Shang signifie « précédent » ou « supérieur » ; di, dont la signification d’origine reste incertaine, fut employé sous les Zhou comme préfixe des noms posthumes des deux derniers empereurs Shang, et des noms de souverains légendaires comme Yao et Shun (Diyao, Dishun). Le premier empereur combina le caractère di avec huáng (皇), terme désignant des héros civilisateurs, pour créer le mot « empereur » (皇帝). À partir de ce moment, di a donc clairement le sens d’« empereur », shangdi celui de « souverain suprême ».

Shangdi est parfois utilisé comme appellation respectueuse pour des dieux taoïstes (ex : Yuhuang Shangdi « Grand Dieu Empereur de jade »). Il a été choisi pour traduire Dieu dans l'une des deux versions chinoises de la Bible protestante, et reste la traduction la plus courante de cette notion en Chine.

Sommaire

Inscriptions oraculaires

Les inscriptions oraculaires Shang, datant du milieu du XIVe siècle au XIe siècle av. J.-C., proviennent presque toutes de la capitale et les indications qu’elles contiennent concernent exclusivement le culte rendu par la famille royale. Les autres aspects de la religion des Shang restent à peu près hors d’atteinte de la curiosité des chercheurs. Par ailleurs, ces inscriptions sont brèves, voire elliptiques, surtout durant la dernière période de la dynastie ; plus de la moitié des signes n’ont pas été identifiés avec certitude. C’est dans ce contexte que doit se faire l'interprétation des termes Di et Shangdi.

Le caractère di présente à l’origine une forme totalement différente de sa forme actuelle : c'est un faisceau de traits rayonnants dans lequel certains[1] proposent de voir un fagot destiné aux sacrifices par le feu mentionnés dans les oracles. Il apparait beaucoup plus souvent seul que combiné avec le caractère shang ; la combinaison xiadi 下帝 (di inférieur) est même attestée, ainsi qu’une inscription où di est précédé de « nuage », (dieu des nuages ?).

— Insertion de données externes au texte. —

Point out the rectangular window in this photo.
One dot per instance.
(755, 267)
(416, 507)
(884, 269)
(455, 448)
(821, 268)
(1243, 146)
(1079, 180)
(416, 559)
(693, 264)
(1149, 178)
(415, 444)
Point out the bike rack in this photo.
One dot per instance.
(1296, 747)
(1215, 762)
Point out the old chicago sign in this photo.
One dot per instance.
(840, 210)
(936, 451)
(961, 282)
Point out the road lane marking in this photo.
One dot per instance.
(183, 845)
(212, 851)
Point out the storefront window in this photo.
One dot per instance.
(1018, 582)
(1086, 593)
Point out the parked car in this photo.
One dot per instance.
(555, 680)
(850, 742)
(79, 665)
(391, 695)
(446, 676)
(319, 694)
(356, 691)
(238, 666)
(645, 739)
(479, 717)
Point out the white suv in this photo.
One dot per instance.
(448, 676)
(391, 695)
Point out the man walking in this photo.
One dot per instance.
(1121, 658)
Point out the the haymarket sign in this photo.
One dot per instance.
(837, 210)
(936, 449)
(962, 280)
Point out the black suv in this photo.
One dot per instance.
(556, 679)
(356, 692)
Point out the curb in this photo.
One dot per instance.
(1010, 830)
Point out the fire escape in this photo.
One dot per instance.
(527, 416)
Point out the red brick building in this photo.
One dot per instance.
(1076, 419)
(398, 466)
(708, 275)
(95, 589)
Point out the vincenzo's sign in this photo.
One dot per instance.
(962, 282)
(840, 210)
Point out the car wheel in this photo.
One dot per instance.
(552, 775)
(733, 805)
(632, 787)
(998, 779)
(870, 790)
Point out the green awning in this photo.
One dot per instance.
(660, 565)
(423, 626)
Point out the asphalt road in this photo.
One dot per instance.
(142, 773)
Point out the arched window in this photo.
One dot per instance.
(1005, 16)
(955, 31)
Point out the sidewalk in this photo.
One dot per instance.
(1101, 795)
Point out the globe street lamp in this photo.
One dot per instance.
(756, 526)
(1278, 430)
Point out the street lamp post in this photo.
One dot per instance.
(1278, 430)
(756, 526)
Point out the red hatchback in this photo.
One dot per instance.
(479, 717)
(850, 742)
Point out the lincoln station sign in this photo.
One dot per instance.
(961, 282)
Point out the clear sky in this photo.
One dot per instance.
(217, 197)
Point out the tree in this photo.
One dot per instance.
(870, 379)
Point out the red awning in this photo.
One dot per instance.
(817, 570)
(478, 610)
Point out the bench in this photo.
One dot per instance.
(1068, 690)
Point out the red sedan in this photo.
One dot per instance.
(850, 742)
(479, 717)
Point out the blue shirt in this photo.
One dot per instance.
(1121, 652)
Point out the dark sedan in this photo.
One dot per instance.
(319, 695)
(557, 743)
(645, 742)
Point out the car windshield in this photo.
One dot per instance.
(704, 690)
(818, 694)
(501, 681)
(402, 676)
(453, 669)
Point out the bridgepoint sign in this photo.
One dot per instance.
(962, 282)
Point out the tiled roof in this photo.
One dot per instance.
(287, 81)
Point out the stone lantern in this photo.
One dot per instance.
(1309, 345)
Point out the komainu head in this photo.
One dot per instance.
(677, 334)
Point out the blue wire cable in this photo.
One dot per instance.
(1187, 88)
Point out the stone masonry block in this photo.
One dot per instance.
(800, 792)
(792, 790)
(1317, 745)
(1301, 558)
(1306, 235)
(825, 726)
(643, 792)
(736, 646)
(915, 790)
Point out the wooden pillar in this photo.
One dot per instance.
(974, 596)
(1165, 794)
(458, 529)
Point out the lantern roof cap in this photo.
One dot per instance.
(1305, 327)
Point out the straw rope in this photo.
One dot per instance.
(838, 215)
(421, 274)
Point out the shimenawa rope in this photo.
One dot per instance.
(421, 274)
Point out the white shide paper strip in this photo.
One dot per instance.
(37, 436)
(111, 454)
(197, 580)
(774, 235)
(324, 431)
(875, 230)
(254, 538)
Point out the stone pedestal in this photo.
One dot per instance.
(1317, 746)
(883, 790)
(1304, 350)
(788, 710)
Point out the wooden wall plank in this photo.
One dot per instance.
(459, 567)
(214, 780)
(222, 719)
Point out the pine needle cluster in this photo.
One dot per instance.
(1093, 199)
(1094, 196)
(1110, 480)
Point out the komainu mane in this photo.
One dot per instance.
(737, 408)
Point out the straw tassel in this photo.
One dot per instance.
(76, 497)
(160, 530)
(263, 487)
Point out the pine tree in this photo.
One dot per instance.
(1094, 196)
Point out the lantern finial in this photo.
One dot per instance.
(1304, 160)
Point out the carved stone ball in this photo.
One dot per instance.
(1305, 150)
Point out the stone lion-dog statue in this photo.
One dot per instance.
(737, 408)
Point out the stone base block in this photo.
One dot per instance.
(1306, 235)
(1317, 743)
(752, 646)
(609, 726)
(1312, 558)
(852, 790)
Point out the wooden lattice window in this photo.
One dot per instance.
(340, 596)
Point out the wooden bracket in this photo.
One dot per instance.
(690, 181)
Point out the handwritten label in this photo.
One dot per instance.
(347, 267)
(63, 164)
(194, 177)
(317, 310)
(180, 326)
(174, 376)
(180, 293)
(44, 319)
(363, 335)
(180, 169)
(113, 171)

Il est possible que di ait pu être un nom commun. Néanmoins, le Di mentionné dans les inscriptions semble la plupart du temps être une entité spécifique se distinguant des ancêtres impériaux ou des éléments naturels individuels car on ne lui offre pas, contrairement à eux, de sacrifice. Des sacrifices à ses « envoyés » (dont le vent ou les « cinq ministres méritants ») sont toutefois mentionnés occasionnellement. Il semble contrôler particulièrement les phénomènes naturels, mais aussi d’autres événements importants et apparait dans certaines inscriptions comme ayant une intention de type humain. Vu la rareté des informations disponibles, les spécialistes n’ont guère de moyen de vérifier leurs hypothèses concernant la nature de Di : dieu(x) ou ancêtre(s) suprême(s), ou bien force naturelle personnifiée.

Cinq classiques

Les éditions des Cinq classiques varient dans les détails, mais on peut affirmer que près de 80 mentions de Shangdi ont été relevées au total dans le Classique des documents, le Classique des vers et le Classique des rites. Les Annales des Printemps et des Automnes en contiendraient moins de 10 et le Livre des mutations 2 seulement. On en trouve aussi dans les Quatre Livres, mais ceux-ci ont été remaniés tardivement, alors que le Classique des documents et celui des Vers pourraient contenir des passages remontant à presque 1000 av. J.-C., au début des Zhou.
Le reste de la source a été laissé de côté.